On Tuesday, the government banned any travel in and out of the country. It has closed land and sea border crossings with Syria, Egypt, Iraq, Israel and Palestine and suspended all incoming and outgoing flights.
Army troops have been deployed around the capital Amman and on highways between provinces.
The head of Jordan’s food and drug administration, Hayel Obeidat, told Al Jazeera he has “instructed pharmacies to deliver medications to patients for free to keep people at home and minimise risk of infection”.
In the past weeks, Jordan’s health ministry has struggled to impose a quarantine of suspected cases, and its orders were not heeded by some individuals who took to social media to criticise the measures.
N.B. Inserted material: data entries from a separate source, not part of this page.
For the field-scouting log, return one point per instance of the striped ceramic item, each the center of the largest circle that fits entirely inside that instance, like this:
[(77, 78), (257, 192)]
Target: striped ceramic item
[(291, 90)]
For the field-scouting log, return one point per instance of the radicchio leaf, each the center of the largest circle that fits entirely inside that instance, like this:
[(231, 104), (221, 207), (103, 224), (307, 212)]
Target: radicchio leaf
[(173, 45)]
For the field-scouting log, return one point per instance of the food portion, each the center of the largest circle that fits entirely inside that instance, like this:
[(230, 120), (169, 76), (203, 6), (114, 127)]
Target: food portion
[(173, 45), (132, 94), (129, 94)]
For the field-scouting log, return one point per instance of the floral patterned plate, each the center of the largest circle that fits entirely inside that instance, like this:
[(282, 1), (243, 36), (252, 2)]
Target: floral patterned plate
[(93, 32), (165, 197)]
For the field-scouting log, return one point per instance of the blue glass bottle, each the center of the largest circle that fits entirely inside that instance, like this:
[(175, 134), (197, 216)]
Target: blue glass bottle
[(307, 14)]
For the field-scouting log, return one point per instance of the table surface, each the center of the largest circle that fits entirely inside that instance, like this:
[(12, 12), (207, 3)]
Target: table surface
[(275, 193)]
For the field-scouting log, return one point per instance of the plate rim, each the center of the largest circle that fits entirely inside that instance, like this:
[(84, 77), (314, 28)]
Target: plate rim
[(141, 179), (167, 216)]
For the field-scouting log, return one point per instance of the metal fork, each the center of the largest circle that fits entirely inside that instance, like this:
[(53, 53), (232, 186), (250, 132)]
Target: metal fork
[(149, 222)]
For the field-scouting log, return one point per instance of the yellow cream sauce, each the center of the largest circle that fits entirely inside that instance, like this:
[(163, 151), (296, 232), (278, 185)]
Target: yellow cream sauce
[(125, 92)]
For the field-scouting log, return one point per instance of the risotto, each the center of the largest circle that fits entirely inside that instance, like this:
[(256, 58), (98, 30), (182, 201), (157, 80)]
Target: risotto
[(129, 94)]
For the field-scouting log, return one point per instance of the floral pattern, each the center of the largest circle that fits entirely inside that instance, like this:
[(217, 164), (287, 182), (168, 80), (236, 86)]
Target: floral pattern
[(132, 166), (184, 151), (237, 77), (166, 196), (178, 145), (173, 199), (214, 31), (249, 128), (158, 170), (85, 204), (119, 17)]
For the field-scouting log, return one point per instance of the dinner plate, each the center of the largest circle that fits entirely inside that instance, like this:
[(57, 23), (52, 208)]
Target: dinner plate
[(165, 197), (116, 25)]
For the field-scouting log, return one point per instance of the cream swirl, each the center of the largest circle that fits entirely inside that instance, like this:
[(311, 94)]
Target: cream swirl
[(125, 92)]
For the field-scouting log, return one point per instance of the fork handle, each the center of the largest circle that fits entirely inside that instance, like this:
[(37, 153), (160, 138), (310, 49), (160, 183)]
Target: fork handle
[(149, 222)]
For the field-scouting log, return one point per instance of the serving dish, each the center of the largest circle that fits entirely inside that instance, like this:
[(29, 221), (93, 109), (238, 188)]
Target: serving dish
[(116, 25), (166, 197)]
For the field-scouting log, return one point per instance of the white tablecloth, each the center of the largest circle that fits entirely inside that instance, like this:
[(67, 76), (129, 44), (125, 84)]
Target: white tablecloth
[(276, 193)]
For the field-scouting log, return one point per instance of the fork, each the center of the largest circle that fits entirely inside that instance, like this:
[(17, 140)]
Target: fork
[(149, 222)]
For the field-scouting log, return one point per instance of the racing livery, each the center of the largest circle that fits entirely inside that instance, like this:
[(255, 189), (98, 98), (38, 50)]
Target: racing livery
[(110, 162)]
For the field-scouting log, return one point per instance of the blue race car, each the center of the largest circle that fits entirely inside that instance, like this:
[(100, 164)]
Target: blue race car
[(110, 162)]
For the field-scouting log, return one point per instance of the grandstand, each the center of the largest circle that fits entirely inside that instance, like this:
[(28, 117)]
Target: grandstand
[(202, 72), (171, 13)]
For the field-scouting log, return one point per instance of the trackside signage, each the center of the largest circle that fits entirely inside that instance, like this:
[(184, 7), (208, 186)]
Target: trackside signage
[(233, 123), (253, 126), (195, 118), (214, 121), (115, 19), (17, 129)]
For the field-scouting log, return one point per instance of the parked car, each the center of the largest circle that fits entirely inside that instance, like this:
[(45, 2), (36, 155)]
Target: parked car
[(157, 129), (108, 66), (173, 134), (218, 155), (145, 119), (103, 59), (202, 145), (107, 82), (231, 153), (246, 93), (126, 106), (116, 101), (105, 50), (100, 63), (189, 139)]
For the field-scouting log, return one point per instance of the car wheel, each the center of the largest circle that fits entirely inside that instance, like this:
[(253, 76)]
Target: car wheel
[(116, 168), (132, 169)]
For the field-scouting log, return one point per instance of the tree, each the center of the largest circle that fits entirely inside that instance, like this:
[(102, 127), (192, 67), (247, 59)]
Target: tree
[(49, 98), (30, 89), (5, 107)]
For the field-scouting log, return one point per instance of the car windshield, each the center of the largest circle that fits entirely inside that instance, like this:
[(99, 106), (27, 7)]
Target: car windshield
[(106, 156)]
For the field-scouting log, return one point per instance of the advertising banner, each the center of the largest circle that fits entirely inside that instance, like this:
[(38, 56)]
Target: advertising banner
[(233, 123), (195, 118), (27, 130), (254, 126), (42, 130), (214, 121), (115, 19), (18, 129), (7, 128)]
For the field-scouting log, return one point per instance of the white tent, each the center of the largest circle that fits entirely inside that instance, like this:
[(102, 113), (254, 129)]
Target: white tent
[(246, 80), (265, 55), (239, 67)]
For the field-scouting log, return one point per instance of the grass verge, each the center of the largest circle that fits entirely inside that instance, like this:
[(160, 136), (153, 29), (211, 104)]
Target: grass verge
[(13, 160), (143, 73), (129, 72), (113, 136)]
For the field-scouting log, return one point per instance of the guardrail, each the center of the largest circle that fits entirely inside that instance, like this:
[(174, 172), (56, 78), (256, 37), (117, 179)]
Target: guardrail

On Tuesday, the government also issued a conditional release of detainees and prisoners to check the spread of the COVID-19 pandemic.
Experts said the government had to resort to the emergency law because Jordanian citizens were not cooperating with the government and were not taking the spread of the coronavirus seriously.
“This law is needed because of the spread of the coronavirus in the country and because the public did not really take it seriously as per government orders,” said Laith Nasrawin, an associate professor of public law at the University of Jordan.
Ibrahim Aljazy, an associate professor of international law at the University of Jordan, told Al Jazeera that the country needed such a law at the moment of this health crisis.
“We are dealing with a special circumstance due to the spread of the pandemic.”
But member of parliament Ghazi al-Hawamleh told Al Jazeera he disagreed with the emergency laws, claiming “there was no need for it”.
“Even though Jordanians were slow to react properly to government orders, overall they were coming around,” he said.